As a toddler, he played in a B-29 waist dome in his backyard. His first words were about airplanes and carburetors. Growing up, he spent hours in the library leafing through aircraft books when he should have been tending to his school studies. It ran in the family. While his father was serving in the Pacific during WW-II, Patrick Dean's maternal grandmother was a riveter at Firestone constructing wings for Consolidated PBY’s His maternal grandmother worked at the Bell Bomber Plant where B-29s were being built.
He was so inspired by large aircraft he joined the U. S. Air Force in the 1960s becoming a line mechanic, a Crew Chief, and working transient maintenance. Patrick served on C-124s, C-97s, and T-28s. He developed a solid knowledge of multi-engine heavy-lift aircraft. He prides himself on having been present for the roll-out of the Lockheed C-5A. While stationed in England, he saw for the first time an Aviation Traders ATL-98 Carvair. Seeing the DC-4 conversion at that time later evolved into the book The ATL-98 Carvair which relates the fleet history.
Just a few years ago, a chance meeting resulted in an introduction to Jack Conroy’s daughter and widow, who both generously granted access to the files and photos of Aero Spacelines. This access allowed Patrick to write Ultra-Large Aircraft 1940 – 1970 which traces early large cargo aircraft development, expanded fuselage designs, and the building of the B-377 series of Super Guppy aircraft. Patrick is currently at work on a second volume spanning from 1970 – 2020.

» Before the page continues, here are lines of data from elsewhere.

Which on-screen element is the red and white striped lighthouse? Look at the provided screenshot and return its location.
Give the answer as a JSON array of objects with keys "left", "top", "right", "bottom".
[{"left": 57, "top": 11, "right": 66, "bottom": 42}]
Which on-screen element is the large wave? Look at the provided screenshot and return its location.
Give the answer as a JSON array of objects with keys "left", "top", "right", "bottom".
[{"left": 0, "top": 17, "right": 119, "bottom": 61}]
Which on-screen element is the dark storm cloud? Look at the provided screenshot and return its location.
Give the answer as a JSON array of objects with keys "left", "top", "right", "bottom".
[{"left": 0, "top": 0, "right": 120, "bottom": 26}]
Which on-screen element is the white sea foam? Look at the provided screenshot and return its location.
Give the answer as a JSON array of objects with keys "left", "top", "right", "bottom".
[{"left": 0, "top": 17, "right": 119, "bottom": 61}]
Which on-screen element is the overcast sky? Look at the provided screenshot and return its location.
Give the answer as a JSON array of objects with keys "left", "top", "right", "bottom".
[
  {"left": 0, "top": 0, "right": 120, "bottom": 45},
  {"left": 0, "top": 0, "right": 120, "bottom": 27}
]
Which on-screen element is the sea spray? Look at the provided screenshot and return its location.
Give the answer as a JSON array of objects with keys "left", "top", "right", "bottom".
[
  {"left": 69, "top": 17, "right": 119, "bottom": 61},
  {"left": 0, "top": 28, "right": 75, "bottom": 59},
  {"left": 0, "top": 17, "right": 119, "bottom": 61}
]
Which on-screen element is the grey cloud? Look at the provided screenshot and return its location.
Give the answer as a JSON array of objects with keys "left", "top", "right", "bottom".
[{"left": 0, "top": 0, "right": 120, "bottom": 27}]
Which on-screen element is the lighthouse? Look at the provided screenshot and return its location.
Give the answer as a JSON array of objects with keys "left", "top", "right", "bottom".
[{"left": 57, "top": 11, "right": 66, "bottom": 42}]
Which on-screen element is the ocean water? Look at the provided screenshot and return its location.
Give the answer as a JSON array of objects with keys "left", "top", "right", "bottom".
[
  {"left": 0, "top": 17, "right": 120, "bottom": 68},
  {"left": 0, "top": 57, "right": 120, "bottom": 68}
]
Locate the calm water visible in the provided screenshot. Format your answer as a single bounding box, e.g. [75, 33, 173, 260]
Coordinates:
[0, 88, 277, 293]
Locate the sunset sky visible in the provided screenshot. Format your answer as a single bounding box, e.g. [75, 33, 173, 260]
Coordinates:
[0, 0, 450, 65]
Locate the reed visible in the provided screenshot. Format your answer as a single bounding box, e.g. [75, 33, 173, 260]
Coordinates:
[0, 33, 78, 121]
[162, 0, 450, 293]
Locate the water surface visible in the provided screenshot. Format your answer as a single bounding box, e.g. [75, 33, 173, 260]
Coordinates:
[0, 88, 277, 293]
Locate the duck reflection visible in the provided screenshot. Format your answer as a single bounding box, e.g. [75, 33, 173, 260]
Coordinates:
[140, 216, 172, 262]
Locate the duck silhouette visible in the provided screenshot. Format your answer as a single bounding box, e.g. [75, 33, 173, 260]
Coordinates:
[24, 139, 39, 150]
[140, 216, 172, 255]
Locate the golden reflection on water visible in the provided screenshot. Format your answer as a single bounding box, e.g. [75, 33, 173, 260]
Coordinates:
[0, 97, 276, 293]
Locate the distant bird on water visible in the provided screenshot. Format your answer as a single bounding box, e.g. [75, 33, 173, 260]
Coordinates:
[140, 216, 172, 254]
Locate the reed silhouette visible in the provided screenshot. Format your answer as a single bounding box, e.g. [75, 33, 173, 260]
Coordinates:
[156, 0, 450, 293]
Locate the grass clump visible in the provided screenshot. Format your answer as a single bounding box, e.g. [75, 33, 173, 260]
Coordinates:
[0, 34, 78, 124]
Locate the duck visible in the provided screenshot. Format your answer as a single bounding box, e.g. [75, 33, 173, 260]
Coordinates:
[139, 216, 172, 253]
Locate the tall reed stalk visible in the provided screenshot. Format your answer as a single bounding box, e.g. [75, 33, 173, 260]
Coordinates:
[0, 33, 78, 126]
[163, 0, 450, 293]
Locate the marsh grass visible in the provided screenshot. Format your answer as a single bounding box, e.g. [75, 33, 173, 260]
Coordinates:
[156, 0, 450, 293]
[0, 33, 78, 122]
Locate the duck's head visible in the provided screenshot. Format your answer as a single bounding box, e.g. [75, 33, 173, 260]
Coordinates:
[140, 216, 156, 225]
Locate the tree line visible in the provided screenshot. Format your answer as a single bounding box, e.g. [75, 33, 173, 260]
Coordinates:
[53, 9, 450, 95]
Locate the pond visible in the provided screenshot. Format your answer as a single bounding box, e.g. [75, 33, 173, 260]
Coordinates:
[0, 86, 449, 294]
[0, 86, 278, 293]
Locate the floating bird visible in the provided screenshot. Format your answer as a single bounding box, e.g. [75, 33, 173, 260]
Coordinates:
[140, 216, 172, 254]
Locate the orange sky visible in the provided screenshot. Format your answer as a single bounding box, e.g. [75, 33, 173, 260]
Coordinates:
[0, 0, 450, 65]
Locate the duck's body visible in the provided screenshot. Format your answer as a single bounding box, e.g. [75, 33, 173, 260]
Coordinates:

Today, Patrick Dean is frequently referred to as a “forensic aviation writer” because he is an intense researcher of the fine minutia of what it takes to build these one-of-a-kind giants. Now, William Patrick Dean is a member of the American Aviation Society. He is semi-retired in Henderson, Nevada.
During his time at United, he also owned a service station outside Marshall Space Flight Center in Huntsville, AL. On occasion, Wernher von Braun serviced his automobile there. The Aero Spacelines B377 Guppies were frequent visitors to Redstone Field and could often be seen landing and departing. This was instrumental in Patrick developing an intense interest in volumetric outsize transports. Working at an airfield every day for more than 40 years inspired him to write freelance articles for many aviation magazines.
Later in life, Patrick met Reid Dennis, who built the quintessential luxury SA-16 Albatross and flew it around the world to retrace the flight of Amelia Earhart. Reid’s influence inspired many articles on the civilian conversions of these Grumman amphibians.